CP-Router: An Uncertainty-Aware Router Between LLM and LRM
Abstract
Abstract Recent advances in large reasoning models (LRMs) have significantly enhanced long-chain reasoning capabilities over standard large language models (LLMs). However, LRMs often produce unnecessarily lengthy outputs even for simple queries, leading to inefficiencies or even accuracy degradation compared to LLMs. To address this, we propose CP-Router, a training-free, model-agnostic routing framework that dynamically selects between an LLM and an LRM, demonstrated with multiple-choice question answering (MCQA) prompts. The routing decision is guided by the prediction uncertainty estimates derived via Conformal Prediction (CP), which provides rigorous coverage guarantees.

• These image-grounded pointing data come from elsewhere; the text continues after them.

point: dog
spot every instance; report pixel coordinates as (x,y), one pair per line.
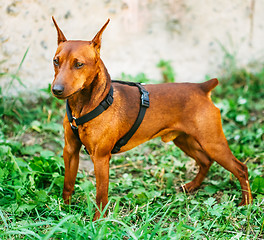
(178,112)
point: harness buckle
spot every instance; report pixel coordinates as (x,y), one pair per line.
(72,126)
(144,98)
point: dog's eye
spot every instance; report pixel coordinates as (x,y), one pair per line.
(78,65)
(56,62)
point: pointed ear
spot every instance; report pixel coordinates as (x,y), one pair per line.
(61,37)
(97,39)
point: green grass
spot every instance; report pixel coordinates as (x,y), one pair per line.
(145,201)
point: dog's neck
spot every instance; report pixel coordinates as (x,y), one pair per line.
(90,96)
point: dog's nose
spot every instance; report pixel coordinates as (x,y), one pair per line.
(58,89)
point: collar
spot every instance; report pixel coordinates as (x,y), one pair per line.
(94,113)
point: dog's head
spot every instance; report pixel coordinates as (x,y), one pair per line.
(75,63)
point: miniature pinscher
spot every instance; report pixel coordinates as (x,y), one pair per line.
(178,112)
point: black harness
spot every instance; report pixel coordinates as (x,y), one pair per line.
(105,104)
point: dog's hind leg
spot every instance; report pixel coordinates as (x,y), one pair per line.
(193,149)
(213,142)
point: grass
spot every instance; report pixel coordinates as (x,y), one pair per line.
(145,201)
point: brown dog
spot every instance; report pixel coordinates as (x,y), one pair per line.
(178,112)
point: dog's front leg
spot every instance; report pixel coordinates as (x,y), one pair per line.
(101,169)
(71,161)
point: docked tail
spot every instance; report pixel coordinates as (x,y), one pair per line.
(208,86)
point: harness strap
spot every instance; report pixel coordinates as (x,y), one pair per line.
(94,113)
(144,104)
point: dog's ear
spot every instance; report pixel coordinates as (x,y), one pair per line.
(97,39)
(61,37)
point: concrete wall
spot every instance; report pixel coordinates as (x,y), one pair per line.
(191,34)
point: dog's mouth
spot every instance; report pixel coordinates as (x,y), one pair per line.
(63,97)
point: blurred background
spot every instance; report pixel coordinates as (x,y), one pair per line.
(196,38)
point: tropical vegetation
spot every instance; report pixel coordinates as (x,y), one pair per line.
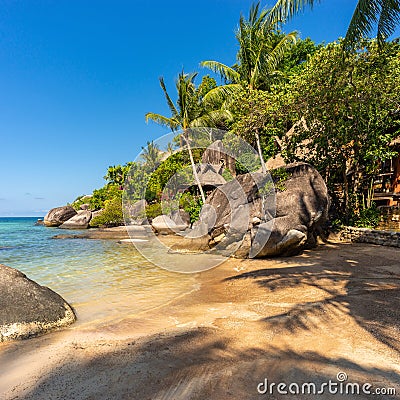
(319,103)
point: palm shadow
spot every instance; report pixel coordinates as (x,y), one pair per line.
(195,365)
(370,292)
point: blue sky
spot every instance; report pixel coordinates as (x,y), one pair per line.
(77,77)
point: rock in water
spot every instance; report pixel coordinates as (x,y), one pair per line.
(28,309)
(79,221)
(165,225)
(57,216)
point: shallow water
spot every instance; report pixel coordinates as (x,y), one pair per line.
(101,279)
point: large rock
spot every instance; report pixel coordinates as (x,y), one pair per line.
(28,309)
(57,216)
(79,221)
(281,223)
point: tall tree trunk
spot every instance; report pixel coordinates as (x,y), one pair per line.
(196,176)
(346,195)
(263,166)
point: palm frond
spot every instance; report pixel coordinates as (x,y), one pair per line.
(221,93)
(364,18)
(278,52)
(212,119)
(227,73)
(286,9)
(169,101)
(388,20)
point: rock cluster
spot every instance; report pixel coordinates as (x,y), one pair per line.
(28,309)
(249,217)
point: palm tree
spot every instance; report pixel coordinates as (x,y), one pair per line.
(151,156)
(190,111)
(368,14)
(261,49)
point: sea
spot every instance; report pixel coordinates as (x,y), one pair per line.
(105,281)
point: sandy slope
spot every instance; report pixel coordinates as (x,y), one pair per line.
(300,319)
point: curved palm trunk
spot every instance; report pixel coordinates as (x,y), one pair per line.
(196,176)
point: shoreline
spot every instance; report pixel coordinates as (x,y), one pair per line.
(335,308)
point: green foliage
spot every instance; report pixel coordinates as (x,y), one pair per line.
(226,174)
(111,215)
(279,177)
(190,109)
(100,196)
(116,174)
(297,55)
(253,113)
(191,204)
(153,210)
(76,204)
(247,162)
(151,156)
(382,15)
(347,108)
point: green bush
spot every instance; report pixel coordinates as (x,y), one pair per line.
(100,196)
(76,204)
(279,177)
(111,215)
(366,218)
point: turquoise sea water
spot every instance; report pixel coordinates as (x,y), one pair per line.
(101,279)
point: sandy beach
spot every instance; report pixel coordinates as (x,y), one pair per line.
(300,319)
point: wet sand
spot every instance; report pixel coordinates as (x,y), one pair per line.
(300,319)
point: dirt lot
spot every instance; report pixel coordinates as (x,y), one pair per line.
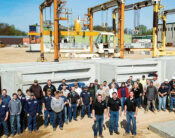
(83,128)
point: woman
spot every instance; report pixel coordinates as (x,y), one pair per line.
(123,94)
(137,94)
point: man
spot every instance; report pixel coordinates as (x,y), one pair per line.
(42,58)
(57,105)
(123,94)
(73,101)
(96,86)
(15,109)
(151,96)
(32,111)
(172,82)
(113,89)
(143,80)
(115,83)
(49,86)
(114,110)
(65,91)
(130,112)
(101,92)
(131,80)
(37,91)
(98,109)
(47,108)
(3,117)
(162,92)
(172,100)
(86,101)
(63,84)
(5,98)
(65,106)
(22,99)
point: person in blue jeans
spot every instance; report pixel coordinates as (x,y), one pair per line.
(3,117)
(32,110)
(172,100)
(15,109)
(123,94)
(86,101)
(65,107)
(162,92)
(47,108)
(57,105)
(22,99)
(73,101)
(98,110)
(131,109)
(114,110)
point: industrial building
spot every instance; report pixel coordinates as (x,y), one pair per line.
(170,33)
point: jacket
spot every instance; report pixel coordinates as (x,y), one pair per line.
(15,107)
(32,107)
(120,95)
(37,90)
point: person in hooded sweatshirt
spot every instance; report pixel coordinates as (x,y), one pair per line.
(15,109)
(57,105)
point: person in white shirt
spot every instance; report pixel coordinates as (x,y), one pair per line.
(113,89)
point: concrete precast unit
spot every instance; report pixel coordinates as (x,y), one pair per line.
(16,76)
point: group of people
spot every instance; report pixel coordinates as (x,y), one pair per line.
(61,105)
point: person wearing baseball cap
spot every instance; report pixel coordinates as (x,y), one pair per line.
(32,111)
(86,101)
(172,100)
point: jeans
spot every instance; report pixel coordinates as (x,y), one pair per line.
(5,127)
(123,99)
(98,123)
(12,122)
(32,121)
(172,103)
(149,104)
(57,117)
(114,117)
(65,113)
(138,101)
(74,107)
(46,113)
(162,101)
(129,117)
(88,110)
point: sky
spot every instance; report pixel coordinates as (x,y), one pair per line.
(23,13)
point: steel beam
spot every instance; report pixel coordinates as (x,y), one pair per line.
(135,6)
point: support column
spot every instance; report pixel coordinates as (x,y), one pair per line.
(41,30)
(164,33)
(114,28)
(56,37)
(155,30)
(91,30)
(122,10)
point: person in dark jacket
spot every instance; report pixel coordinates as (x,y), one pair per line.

To improve uncertainty differentiation across inputs, we introduce Full and Binary Entropy (FBE), a novel entropy-based criterion that adaptively selects the appropriate CP threshold. Experiments across MCQA and QA benchmarks—including mathematics, logical reasoning, and Chinese chemistry—demonstrate that CP-Router efficiently reduces token usage while maintaining or even improving accuracy compared to using LRM alone. We further demonstrate the generality and robustness of CP-Router by extending it to diverse model pairings beyond the LLM–LRM setting.